# Meeting and Show



## george simon (Feb 28, 2006)

*The SAN DIEGO METRO PC will be meeting on SAT. AUGUST 6, 2011 12:00 p.m.-4:00p.m. Meeting location Linda Vista Rec. Ctr. 7064 Levant st. San Diego, Ca. 92113 There will be a small show after a short meeting hope to see you all there. * GEORGE


----------



## Pip Logan (Oct 6, 2009)

Ok I'm going to try to make this one!!!!


----------



## Hawk_hunter (Nov 16, 2010)

George, Do you known what kinds of pigeon will be shown?
Huy


----------



## JT (Mar 25, 2009)

Hi George. Thanks for the post. What breed will be shown if you happen to know?


----------



## george simon (Feb 28, 2006)

JT said:


> Hi George. Thanks for the post. What breed will be shown if you happen to know?

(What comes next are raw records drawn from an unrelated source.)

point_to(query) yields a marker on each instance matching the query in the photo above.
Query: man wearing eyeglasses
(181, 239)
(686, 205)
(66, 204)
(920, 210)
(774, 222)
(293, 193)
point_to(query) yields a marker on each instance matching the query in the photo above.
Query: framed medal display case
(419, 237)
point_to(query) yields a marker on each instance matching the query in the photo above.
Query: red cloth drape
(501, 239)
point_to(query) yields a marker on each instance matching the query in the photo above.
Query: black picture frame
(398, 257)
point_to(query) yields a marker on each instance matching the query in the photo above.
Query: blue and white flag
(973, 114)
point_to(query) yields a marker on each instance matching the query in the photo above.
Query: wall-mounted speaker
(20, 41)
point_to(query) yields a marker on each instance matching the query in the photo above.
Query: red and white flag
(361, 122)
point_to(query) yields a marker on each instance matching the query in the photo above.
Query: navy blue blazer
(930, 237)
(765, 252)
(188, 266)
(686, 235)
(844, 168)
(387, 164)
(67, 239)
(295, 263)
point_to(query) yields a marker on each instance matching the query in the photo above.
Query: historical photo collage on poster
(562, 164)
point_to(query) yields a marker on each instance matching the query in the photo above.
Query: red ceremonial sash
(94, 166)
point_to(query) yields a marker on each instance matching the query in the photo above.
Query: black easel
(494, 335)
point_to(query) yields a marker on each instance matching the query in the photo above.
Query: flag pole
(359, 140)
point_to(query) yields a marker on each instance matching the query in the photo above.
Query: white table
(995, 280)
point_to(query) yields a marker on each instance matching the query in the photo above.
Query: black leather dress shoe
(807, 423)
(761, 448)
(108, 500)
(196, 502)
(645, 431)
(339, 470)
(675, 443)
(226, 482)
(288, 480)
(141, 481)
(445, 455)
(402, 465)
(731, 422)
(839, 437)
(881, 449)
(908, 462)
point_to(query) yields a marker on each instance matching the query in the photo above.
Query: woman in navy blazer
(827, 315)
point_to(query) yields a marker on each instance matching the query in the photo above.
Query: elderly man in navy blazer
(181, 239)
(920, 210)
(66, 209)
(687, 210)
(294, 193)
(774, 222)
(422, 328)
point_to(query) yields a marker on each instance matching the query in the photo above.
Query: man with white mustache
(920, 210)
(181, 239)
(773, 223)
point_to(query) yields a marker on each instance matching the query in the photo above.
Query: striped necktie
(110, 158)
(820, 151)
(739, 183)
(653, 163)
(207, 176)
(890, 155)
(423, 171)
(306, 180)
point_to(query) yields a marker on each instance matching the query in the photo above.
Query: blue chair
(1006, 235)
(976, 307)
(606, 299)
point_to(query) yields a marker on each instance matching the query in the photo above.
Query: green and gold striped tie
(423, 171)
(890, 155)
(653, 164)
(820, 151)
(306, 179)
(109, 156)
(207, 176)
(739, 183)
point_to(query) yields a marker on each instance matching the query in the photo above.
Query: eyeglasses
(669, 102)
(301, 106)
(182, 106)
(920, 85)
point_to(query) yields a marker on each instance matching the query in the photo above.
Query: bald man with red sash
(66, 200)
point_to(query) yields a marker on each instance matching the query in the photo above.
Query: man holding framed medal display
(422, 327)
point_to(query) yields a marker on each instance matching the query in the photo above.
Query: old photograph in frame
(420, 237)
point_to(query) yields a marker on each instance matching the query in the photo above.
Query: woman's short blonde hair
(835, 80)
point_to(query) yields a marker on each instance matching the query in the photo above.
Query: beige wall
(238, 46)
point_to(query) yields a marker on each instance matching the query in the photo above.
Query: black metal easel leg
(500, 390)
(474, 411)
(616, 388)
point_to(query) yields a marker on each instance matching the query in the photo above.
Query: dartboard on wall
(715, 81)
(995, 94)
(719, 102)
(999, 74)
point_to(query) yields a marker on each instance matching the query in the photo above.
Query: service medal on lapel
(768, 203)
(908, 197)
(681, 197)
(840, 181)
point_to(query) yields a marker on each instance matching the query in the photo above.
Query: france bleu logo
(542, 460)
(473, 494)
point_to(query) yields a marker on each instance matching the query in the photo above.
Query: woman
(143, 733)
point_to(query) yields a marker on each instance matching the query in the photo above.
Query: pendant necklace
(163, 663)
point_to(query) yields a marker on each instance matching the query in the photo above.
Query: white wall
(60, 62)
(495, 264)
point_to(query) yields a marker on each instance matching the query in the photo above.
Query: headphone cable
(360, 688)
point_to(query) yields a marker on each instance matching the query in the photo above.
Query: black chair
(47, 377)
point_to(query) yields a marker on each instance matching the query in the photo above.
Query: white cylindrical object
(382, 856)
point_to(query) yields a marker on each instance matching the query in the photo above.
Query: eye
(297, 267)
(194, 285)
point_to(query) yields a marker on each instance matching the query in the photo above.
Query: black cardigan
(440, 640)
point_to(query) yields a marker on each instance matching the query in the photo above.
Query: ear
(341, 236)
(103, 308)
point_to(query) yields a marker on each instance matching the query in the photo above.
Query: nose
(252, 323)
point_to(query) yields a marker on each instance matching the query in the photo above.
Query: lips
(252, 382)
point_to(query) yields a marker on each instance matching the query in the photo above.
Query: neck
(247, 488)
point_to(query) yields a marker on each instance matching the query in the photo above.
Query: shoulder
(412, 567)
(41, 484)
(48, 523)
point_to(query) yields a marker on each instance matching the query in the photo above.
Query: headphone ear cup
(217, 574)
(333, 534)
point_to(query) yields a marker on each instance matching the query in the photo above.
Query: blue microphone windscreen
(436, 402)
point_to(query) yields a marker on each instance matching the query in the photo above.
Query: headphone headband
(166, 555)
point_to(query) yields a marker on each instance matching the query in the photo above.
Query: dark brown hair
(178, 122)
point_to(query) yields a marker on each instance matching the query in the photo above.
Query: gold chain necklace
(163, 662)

*This is a small show we are never sure what some people will bring. We have had , ITALIAN OWLS, SADDLE HOMERS, FAN TAILS, TRUMPETERS, AMERICANS SHOW RACERS, RACING HOMERS, CHINESE OWLS, JACOBINS these are birds that have been shown in the passed there are others that I just can't rember. As I said it is a small show maybe between 80 -100 birds*GEORGE


----------



## JT (Mar 25, 2009)

Hi George. I think I can show up for a little bit. Hopefully Pip and others can make it as well. 

Cheers.


----------



## george simon (Feb 28, 2006)

*Just want to remind you all that the meeting is this Sat. 2, APRIL 2011*GEORGE


----------



## JT (Mar 25, 2009)

Sorry George, I can't make it today. Visiting my inlaws instead


----------



## Revolution Lofts (Aug 7, 2008)

I would recommend everyone to go to this show! Small shows is where you meet people, learn things, see birds in great detail! At larger shows its always hard to get a hold of someone or get help.


----------